“Drysdale, I sha'n't go with you to Abingdon fair to-morrow.”
“Hullo! what, has the lovely Patty thrown you over?” said Drysdale, turning from the cupboard, and resuming his lounge on the sofa.
“No.” he sank back into the chair, on the arms of which his elbows rested, and put his hands up before his face, pressing them against his burning temples. Drysdale looked at him hard, but said nothing; and there was a dead silence of a minute or so, broken only by Tom's heavy breathing, which he labored in vain to control.
“No,” he repeated at last, and the remaining words came out slowly as they were trying to steady themselves, “but, by God, Drysdale I can't take her with you, and that—” a dead pause.
“The young lady you met to-night, eh?”
Tom nodded, but said nothing.
“Well, old fellow,” said Drysdale, “now you've made up your mind, I tell you, I'm devilish glad of it. I'm no saint, as you know, but I think it would have been a d—d shame if you had taken her with us.”
“Thank you,” said Tom, and pressed his fingers tighter on his forehead; and he did feel thankful for the words, though coming from such a man, they went into him like coals of fire.

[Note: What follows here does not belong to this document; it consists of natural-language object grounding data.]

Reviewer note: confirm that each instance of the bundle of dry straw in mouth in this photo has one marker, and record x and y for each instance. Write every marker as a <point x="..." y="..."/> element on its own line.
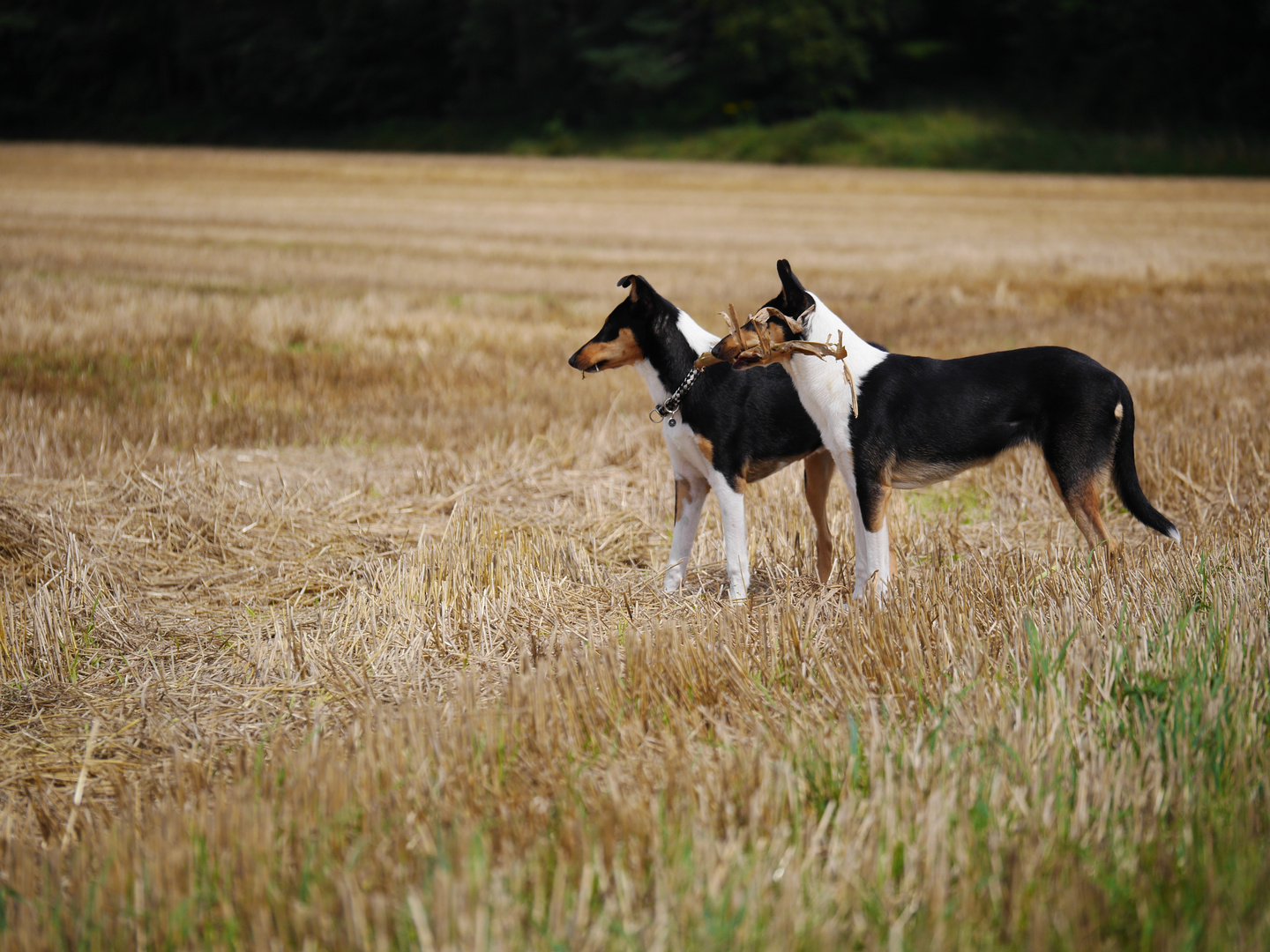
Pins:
<point x="766" y="348"/>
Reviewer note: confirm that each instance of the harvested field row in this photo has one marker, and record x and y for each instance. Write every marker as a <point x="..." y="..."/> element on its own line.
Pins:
<point x="331" y="596"/>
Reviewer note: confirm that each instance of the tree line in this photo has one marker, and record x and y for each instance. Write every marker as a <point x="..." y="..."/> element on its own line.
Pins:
<point x="231" y="66"/>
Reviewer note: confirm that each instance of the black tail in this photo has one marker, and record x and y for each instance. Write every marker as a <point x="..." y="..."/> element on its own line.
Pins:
<point x="1125" y="476"/>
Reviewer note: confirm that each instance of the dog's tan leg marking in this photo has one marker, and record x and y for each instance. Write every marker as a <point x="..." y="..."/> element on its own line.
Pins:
<point x="1082" y="502"/>
<point x="817" y="473"/>
<point x="875" y="519"/>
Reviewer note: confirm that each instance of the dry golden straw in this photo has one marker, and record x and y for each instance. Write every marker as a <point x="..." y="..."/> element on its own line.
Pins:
<point x="329" y="597"/>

Again there was a long pause, Tom sitting as before.
Drysdale got up and strolled up and down his room, with his hands in the pockets of his silk-lined lounging coat, taking at each turn a steady look at the other. Presently he stopped, and took his cigar out of his mouth. “I say, Brown,” he said, after another minute's contemplation of the figure before him, which bore such an unmistakable impress of wretchedness, that it made him quite uncomfortable, “why don't you cut that concern?”